Of course we all want to make the most of this wonderful summer 
heatwave. Long may it last.

June Fleming, Hercus Loan, Musselburgh, East Lothian.

Leith Walk signage is ironically appropriate

The roundabout at the top of Leith Walk, at the junction of Leith Street and York Place, has proudly emblazoned on its surface in huge lettering “City of Edinburgh”.

How appropriate. The roundabout is covered in weeds, the edges are broken and loose bricks scatter the uneven surface. It illustrates Edinburgh perfectly.

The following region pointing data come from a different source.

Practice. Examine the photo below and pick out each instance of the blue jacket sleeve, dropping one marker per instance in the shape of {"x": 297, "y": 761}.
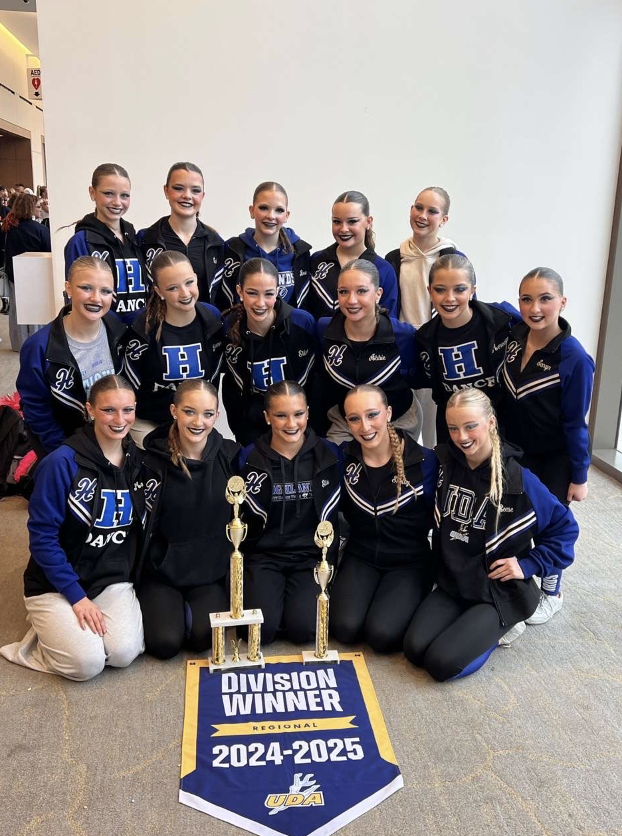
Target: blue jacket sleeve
{"x": 557, "y": 531}
{"x": 388, "y": 283}
{"x": 576, "y": 372}
{"x": 48, "y": 506}
{"x": 74, "y": 248}
{"x": 35, "y": 393}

The traffic island to the south of this roundabout, just outside John Lewis, is also a disgrace, it even has old sandbags lying around on it!

And as for the Scottish National Gallery on Princes Street, poor old Queen Vic is sitting up there 
surrounded by weeds!

Edinburgh, Athens of the north? I don’t think so!

Margaret Taylor, Meadowbank Crescent, Edinburgh

The big picture shows poverty decreasing

It is right for A Delahoy (Letters, July 19) to be concerned about those in the world who suffer from poverty, poor health and unemployment. There are too many.

The big picture, however, is that the overall situation has improved dramatically in the last 50 years. For example, despite a doubling of the world population in the half century from 1955, the number of people living in absolute poverty fell. People live a third longer and earn about three times as much in real terms. The green revolution in agricultural 
production has been dramatic.

None of this should be taken for granted and there is no law that says we could not fall back. But the desire not to be left behind is one of the great drivers of this remarkable progress – and the benefit of this drive for improvement is clearly being felt across the world.

It is not the case that competing in the “global race” automatically brings losers and disasters.

Cllr Cameron Rose, City Chambers,

Edinburgh

We must stand firm on genital mutilation

I am pleased that Ian Stewart has raised the issue of female genital mutilation (FGM), (Letters, July 19).

This abhorrent practice has been allowed to continue unchallenged because of the “It’s their culture and we should not interfere and we must not offend” brigade.

Tell this to the young girls who have been mutilated by their own family.

This vile butchery has been brought to this country by immigrants from specific races.

That there have been no prosecutions in Scotland, and very few in England, speaks volumes for our politically correct politicians and police who are not proactively tackling this issue but prefer to pretend FGM does not happen.

Our well-paid MSPs must immediately act and instruct the police to throw away their multicultural and politically correct handbooks and charge and then prosecute offenders.

The guilty section of our immigrant community should be targeted immediately by introducing medical checks.

If a child is found to have been “cut” then she should be taken into care and her family jailed and then deported back to their country of 
origin.

Harsh?

Not when you realise that a child’s life has been ruined by FGM.